President Biden’s Remarks at the Seventh Global Fund Replenishment Conference
583 Park Avenue
New York, New York
5:03 p.m. EDT
THE PRESIDENT: Well, friends, fellow leaders — Bill, thank you for that introduction — you know, I want to thank you all for being here — not that you’re here because we invited you; you would be here no matter what. And, Bill, thank you for your incredible leadership and commitment to global health.
And to everyone involved in this conference — you know, all of you — I want to thank you. Thank you for fighting for what matters. It’s about saving lives — there’s no ambiguity here — working with partners to ensure that all communities are healthy and strong — at least have a chance to be healthy and strong; that people everywhere can live in dignity.
It is difficult to regain your dignity when you look at your child and see that he is sick or has an illness that you cannot control. It’s difficult. It shocks you. And it robs you of your dignity.
That’s why the United States is proud to be a founding member of the Global Fund.
And over the past 20 years, through our work together, the Global Fund is estimated to have saved, as you’ve already heard, 50 million lives and dramatically reduced the death rate from HIV, TB and malaria in the countries where he works. . (He clears his throat.) Excuse me.
Today we saw historic pledges to continue building on this incredible record: almost 1.6 billion – I think I understood correctly – euros from France; 1.3 billion from Germany; $1 billion from Japan; $1.2 billion from Canada;
750  million euros from the European Commission; and significant increases from the private sector, with Qatar, the Republic of Korea and countries that themselves receive Global Fund grants, such as Malawi and Niger, also contributing.
And as I promised you all, the United States will give $1 billion for every $2 billion committed by the rest of the world.
So that means we’re going to work – (applause) – that means we’re going to work with our congressional partners to contribute an additional $6 billion to the Global Fund – (applause) – bringing – bringing the overall global commitment, like today, at $14 billion.
Thanks to these incredible contributions, we have succeeded, through our mutual and continued commitment, in organizing one of the largest fundraisers in global health – fundraisers in the history of global health. And those billions should generate a 31x ROI – a 31x ROI.
And in other words, for every dollar spent on fighting these diseases, we expect $31 in health gains and economic returns, which also advances our progress towards achieving the goal of the development agenda. sustainable.
So let’s challenge ourselves to keep going and do even more.
This is an investment that will save 20 million more lives and reduce mortality from these diseases by an additional 64% over the next four years.
It will support frontline health workers, get better – and by the way, they deserve special, special, special thanks for what they did, especially when it was much more dangerous than it is today. today. (Applause.)
It will improve monitoring capabilities; build stronger and more resilient health supply chains; and multiplying innovations to reach those who need it most. And it will help prevent and respond to gender-based violence, and advance sexual and reproductive rights and health outcomes for people everywhere.

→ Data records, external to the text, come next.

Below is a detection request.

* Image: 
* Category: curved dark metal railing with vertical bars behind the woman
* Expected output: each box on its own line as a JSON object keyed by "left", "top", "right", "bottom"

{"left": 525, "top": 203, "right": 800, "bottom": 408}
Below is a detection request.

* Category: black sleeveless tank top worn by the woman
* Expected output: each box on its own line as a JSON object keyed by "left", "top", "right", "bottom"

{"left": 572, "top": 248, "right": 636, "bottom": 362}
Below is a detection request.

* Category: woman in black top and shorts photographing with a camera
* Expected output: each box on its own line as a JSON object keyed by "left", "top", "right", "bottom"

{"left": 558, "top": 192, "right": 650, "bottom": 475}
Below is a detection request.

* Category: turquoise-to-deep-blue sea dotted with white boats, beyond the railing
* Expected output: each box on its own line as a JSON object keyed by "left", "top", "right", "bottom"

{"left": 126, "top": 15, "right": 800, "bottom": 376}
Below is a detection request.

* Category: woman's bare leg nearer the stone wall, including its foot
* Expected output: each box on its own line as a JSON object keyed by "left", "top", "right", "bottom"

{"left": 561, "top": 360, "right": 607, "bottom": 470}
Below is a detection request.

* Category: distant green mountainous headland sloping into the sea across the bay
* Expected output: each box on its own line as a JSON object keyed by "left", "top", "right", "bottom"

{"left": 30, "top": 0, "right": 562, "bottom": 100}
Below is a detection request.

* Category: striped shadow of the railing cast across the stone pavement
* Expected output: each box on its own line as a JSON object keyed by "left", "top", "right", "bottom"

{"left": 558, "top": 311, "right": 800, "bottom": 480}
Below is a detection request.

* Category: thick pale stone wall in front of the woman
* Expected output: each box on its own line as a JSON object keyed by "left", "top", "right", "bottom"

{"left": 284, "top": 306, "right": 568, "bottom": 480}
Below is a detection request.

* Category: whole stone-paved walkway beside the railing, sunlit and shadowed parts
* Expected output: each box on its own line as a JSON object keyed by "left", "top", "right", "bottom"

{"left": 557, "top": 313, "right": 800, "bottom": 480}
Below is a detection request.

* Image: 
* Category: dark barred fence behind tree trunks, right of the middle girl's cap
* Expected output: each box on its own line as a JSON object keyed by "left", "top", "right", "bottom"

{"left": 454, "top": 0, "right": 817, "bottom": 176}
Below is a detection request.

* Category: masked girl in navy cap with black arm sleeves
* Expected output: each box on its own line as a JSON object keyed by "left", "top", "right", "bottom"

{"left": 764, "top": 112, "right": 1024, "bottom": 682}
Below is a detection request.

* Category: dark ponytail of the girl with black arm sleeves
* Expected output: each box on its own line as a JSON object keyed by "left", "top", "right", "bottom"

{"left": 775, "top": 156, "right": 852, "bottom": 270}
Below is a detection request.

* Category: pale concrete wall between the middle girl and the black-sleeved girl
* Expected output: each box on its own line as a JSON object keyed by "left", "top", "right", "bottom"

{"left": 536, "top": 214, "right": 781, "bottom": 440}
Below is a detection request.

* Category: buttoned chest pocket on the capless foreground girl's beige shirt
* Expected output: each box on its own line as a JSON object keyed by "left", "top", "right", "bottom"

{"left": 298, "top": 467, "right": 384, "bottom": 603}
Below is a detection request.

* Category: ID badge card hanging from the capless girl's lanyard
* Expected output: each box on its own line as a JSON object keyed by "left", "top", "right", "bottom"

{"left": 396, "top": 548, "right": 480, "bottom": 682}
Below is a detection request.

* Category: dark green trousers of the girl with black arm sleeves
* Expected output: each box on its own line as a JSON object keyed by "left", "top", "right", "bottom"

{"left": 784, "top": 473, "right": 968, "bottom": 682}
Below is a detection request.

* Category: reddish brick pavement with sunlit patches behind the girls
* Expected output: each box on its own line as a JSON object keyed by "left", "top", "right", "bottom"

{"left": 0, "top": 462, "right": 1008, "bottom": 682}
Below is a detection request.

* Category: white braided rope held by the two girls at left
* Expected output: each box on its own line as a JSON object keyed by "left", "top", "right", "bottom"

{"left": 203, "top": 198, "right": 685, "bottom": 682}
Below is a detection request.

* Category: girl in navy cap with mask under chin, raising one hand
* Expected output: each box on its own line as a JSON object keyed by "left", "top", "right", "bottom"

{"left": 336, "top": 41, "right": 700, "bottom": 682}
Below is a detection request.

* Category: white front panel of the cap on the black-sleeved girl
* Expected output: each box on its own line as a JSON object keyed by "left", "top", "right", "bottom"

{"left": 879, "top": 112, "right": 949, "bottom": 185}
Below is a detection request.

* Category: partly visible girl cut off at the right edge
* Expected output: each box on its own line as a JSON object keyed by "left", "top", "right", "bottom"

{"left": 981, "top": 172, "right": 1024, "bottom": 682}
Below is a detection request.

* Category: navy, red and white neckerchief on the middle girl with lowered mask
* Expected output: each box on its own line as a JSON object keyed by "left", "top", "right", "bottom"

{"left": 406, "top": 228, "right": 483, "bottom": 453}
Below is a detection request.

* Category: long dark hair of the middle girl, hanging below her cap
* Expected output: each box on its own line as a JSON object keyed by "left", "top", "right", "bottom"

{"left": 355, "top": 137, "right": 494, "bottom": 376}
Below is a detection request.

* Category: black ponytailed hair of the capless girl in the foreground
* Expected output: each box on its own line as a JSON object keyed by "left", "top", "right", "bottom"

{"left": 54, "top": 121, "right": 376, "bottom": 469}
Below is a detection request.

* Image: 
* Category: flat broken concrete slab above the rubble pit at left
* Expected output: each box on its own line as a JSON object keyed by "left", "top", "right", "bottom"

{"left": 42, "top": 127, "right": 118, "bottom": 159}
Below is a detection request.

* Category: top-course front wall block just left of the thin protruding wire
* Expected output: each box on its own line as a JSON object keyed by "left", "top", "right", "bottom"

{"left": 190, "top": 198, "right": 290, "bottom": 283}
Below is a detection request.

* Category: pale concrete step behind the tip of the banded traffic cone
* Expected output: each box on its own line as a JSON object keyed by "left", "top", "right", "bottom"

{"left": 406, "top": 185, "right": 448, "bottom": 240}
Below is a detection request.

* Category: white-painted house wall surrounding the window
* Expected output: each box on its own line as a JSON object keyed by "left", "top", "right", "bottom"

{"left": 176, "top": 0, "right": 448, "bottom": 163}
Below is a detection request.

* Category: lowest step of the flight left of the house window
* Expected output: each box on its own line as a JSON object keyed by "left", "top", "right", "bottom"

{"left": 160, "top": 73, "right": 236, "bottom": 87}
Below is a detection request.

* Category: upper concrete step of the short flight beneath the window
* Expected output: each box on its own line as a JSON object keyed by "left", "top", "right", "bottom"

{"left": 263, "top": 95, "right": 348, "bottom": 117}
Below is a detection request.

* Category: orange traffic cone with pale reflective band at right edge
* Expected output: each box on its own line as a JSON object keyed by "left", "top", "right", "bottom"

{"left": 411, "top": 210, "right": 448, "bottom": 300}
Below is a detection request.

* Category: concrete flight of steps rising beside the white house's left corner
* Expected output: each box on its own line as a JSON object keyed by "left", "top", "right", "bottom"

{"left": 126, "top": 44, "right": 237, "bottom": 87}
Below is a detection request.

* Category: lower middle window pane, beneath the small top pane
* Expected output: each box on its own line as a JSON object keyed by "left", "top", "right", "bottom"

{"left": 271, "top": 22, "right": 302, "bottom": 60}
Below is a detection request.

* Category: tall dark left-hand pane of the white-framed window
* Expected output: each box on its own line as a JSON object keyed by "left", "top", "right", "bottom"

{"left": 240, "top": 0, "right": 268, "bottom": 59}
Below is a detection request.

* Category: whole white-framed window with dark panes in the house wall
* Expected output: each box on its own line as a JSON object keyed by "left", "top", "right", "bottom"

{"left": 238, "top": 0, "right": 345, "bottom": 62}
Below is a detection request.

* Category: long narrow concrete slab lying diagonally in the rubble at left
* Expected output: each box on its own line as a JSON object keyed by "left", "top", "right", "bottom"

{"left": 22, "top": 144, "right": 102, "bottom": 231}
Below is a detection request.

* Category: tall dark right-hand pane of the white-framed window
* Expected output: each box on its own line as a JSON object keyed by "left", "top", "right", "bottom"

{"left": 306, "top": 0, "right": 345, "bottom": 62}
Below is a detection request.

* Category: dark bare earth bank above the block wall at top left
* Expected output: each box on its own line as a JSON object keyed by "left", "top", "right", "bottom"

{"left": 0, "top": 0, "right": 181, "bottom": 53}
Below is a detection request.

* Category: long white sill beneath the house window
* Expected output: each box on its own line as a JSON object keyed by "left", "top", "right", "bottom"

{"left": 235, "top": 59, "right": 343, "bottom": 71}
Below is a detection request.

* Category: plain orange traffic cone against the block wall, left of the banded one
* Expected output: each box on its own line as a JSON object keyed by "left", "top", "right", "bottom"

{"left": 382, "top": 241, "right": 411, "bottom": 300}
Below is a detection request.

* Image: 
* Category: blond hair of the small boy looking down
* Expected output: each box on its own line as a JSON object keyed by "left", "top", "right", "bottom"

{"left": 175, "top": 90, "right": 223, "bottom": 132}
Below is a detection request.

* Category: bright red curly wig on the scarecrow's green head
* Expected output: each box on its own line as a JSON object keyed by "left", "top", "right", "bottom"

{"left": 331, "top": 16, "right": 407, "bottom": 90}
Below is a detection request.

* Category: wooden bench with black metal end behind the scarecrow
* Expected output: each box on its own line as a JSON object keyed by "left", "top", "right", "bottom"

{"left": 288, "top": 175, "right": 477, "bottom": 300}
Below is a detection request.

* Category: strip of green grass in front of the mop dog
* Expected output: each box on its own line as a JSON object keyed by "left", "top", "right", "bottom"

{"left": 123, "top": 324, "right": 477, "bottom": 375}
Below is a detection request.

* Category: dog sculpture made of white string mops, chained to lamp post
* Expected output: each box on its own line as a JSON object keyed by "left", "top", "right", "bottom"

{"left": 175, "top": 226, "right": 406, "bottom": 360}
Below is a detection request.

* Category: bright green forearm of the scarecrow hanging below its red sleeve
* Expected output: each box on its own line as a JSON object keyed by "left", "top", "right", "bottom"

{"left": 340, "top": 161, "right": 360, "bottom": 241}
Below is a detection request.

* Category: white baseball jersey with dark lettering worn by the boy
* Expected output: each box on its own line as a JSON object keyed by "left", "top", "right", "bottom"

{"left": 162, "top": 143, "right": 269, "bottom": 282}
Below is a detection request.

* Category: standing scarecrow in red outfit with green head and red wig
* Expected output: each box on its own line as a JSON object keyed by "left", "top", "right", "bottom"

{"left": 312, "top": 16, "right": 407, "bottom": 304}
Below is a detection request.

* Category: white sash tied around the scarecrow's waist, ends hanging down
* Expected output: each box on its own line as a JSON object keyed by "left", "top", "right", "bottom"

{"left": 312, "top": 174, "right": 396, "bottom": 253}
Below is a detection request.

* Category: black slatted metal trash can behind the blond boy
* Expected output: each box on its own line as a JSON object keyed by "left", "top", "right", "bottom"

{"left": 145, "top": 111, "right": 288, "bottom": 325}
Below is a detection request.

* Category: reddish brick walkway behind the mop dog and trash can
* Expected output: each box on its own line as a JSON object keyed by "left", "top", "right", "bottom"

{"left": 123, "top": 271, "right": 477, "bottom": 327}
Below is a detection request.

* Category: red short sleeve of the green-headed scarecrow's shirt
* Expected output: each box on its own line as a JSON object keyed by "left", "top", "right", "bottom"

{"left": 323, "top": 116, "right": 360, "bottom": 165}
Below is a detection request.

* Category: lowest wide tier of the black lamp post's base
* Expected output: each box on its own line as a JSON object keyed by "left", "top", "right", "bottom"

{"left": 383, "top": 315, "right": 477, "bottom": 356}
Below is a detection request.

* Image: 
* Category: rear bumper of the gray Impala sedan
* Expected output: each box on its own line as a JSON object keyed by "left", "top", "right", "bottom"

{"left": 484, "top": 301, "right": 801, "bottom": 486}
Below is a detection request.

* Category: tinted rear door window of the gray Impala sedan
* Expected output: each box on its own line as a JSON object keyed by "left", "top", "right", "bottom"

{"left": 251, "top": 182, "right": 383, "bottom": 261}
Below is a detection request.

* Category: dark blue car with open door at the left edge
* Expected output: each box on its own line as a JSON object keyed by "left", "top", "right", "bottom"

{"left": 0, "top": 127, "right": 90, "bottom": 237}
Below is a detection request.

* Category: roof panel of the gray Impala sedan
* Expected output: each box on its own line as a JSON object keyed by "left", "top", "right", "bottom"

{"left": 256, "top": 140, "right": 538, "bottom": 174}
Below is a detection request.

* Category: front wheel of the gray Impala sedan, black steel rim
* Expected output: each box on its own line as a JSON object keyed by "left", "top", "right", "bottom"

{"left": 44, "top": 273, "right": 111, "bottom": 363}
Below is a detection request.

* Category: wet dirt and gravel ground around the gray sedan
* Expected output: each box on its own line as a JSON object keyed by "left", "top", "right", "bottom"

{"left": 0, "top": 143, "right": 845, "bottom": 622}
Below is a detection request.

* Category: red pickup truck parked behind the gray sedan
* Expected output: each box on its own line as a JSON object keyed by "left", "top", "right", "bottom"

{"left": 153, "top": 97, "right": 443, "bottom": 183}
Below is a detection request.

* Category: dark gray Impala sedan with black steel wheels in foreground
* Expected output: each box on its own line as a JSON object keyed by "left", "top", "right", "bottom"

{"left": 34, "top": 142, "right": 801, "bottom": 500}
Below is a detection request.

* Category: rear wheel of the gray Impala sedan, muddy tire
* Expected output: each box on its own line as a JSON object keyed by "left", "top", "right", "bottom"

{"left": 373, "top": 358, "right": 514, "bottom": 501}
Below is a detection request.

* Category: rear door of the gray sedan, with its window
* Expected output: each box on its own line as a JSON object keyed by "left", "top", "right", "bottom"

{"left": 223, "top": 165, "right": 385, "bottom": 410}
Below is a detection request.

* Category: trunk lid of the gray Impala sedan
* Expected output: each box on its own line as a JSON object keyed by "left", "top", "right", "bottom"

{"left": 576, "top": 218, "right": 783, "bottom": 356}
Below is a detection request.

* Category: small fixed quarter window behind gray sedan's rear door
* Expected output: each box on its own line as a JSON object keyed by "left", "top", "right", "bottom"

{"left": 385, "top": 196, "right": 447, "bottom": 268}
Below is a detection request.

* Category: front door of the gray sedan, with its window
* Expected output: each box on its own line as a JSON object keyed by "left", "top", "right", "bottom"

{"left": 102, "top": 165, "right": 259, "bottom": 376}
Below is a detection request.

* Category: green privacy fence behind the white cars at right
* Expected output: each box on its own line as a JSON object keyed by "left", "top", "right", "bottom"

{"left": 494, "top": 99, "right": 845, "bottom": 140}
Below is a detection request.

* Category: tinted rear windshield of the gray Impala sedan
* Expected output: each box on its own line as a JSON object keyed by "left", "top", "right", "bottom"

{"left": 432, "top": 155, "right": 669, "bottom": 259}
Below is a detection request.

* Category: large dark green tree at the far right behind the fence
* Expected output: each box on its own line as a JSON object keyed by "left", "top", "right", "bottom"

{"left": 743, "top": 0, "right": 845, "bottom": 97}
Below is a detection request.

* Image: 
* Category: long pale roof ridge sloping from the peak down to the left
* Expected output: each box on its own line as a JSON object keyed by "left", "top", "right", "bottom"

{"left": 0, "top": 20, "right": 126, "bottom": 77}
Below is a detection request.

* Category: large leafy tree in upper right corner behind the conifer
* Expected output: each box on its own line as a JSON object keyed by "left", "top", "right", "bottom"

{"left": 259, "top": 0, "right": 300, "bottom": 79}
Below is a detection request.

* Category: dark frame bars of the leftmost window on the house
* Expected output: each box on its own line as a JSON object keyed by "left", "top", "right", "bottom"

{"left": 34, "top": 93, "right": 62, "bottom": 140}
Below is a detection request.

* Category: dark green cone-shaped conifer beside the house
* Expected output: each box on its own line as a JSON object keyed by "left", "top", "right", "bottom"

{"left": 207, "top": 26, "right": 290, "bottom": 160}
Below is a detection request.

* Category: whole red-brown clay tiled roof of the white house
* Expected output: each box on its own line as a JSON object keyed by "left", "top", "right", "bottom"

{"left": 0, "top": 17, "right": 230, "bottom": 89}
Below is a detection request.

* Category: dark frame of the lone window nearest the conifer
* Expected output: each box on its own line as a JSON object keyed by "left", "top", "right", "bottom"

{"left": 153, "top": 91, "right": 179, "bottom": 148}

You know, as we — as we work together, the United States will also continue to advance our leadership through our own health investments in PEPFAR, the President’s Malaria Initiative, and anti-malaria efforts. tuberculosis – tuberculosis.
These investments, working in tandem and further amplifying the work of the Global Fund, helped turn the tide of HIV/AIDS and develop the world’s first malaria vaccine.
Here in the United States, where nearly 1.2 million people are living with HIV, we are implementing our new National HIV/AIDS Strategy to accelerate and strengthen our national response to the HIV epidemic. We place equity at the heart of our efforts.
We need to make sure that everyone, no matter who they are, who they love, where they come from, can access the care and treatment they need, period. (Applause.) And, people – and that they’re treated with the dignity they deserve.
Everyone should be able to lead a healthy, productive and fulfilling life. This is our goal.
So thank you all for stepping up, especially in a difficult global economic environment.
And I ask you to continue. Let’s finish this fight together. Now is the time to accelerate our efforts to reduce health inequities and remove barriers to access, including gender and human rights barriers; building more inclusive health systems to leave no one behind; to put an end to AIDS, tuberculosis and malaria once and for all.
Let’s demonstrate our collective power to tackle the challenges that matter most in people’s lives and achieve progress. We have so much to do, so let’s get to work. And thank you all for all you do.